The inclusion of networking as a core system component in Windows 95, Linux, OS/2 and all subsequent major desktop PC operating systems would render the specific third-party software manufactured by the plaintiff increasingly irrelevant and obsolete in the years after this case was closed. Microsoft's Windows 3.1, superseded in 1995, would be the last to not include basic networking capability as a standard feature.

A similar fate met the deployment of dial-up bulletin board systems, which reached their peak in 1995 only to be supplanted by new, upstart Internet service providers. The new, Internet-aware desktop operating systems offered already-bundled clients for the most common Internet services, allowing dial-up Internet to become a household commodity by the late 1990s while the BBS community withered.

===Harmony Skates BBS===
The defendant operated the "pirate" bulletin board system called, "Harmony Skates BBS" which ran PCBoard, under the handle, SkaTeMasTeR.

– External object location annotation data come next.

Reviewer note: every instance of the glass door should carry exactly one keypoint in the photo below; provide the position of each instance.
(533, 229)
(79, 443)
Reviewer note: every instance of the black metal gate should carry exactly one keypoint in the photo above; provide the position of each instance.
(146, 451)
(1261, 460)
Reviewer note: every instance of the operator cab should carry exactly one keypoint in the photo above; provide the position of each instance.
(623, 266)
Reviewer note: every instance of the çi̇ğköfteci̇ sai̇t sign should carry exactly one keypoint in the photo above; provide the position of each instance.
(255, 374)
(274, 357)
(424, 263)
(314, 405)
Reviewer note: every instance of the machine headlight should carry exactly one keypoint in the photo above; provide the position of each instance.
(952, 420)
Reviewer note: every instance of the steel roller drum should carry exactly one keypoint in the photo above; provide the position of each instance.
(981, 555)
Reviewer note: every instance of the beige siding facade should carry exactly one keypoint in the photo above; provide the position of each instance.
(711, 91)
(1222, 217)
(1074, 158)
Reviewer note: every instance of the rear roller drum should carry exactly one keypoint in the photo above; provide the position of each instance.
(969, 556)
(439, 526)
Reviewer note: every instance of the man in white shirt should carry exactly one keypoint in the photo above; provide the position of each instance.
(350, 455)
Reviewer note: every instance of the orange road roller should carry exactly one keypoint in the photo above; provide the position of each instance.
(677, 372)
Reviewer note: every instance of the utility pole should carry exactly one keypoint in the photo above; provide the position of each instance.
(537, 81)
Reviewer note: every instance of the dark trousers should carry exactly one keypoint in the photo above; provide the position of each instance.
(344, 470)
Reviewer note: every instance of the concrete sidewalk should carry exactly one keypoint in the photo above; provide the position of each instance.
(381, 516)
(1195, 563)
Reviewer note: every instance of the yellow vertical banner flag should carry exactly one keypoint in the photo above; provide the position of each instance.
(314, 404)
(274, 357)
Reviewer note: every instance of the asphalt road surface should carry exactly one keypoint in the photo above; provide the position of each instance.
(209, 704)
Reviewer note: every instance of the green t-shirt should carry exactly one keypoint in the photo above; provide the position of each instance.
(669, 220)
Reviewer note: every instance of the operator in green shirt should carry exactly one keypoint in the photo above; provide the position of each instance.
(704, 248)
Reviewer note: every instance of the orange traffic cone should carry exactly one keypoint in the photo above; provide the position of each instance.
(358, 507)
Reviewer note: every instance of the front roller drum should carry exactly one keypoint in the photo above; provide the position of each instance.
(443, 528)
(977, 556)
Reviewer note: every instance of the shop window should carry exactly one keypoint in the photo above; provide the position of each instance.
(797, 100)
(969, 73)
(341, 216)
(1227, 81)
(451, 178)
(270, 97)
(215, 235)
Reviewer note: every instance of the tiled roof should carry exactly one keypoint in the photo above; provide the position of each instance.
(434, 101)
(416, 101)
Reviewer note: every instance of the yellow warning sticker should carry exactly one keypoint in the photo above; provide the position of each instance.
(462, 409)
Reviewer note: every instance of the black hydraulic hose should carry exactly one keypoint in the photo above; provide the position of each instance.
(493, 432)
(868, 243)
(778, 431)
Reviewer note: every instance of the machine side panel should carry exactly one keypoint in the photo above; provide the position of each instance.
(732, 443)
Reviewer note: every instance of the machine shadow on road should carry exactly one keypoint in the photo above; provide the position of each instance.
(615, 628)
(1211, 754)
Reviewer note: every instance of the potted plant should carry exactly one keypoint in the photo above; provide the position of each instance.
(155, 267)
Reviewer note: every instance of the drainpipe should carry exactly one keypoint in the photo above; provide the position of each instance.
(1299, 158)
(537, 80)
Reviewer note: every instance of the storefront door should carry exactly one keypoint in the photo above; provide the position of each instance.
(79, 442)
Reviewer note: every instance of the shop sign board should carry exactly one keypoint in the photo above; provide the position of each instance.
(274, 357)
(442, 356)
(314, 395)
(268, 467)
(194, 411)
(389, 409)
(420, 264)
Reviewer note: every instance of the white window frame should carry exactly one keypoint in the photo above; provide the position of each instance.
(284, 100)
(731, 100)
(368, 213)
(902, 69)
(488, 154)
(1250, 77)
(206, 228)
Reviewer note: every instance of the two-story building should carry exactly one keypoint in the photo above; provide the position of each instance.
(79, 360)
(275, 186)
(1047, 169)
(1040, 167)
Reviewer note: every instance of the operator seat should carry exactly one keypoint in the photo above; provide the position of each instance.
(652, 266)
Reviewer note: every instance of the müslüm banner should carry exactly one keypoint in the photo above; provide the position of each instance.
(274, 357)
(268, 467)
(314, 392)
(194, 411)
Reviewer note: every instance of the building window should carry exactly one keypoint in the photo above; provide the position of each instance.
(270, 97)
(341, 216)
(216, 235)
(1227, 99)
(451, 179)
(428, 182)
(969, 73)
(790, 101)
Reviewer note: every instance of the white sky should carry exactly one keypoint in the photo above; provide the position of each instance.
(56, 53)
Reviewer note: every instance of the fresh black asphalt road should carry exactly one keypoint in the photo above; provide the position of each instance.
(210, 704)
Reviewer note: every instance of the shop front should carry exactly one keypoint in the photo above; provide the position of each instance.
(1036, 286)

This BBS was one of the world's central distribution points for the very latest software releases called "0 day warez".
At the time of the shutdown, the "elite" system was the headquarters for various underground groups such as PWA, Pirates With Attitude, ACiD, MicroPirates (MPI), etc.

The defendant was also a member of the notorious Pirates With Attitude.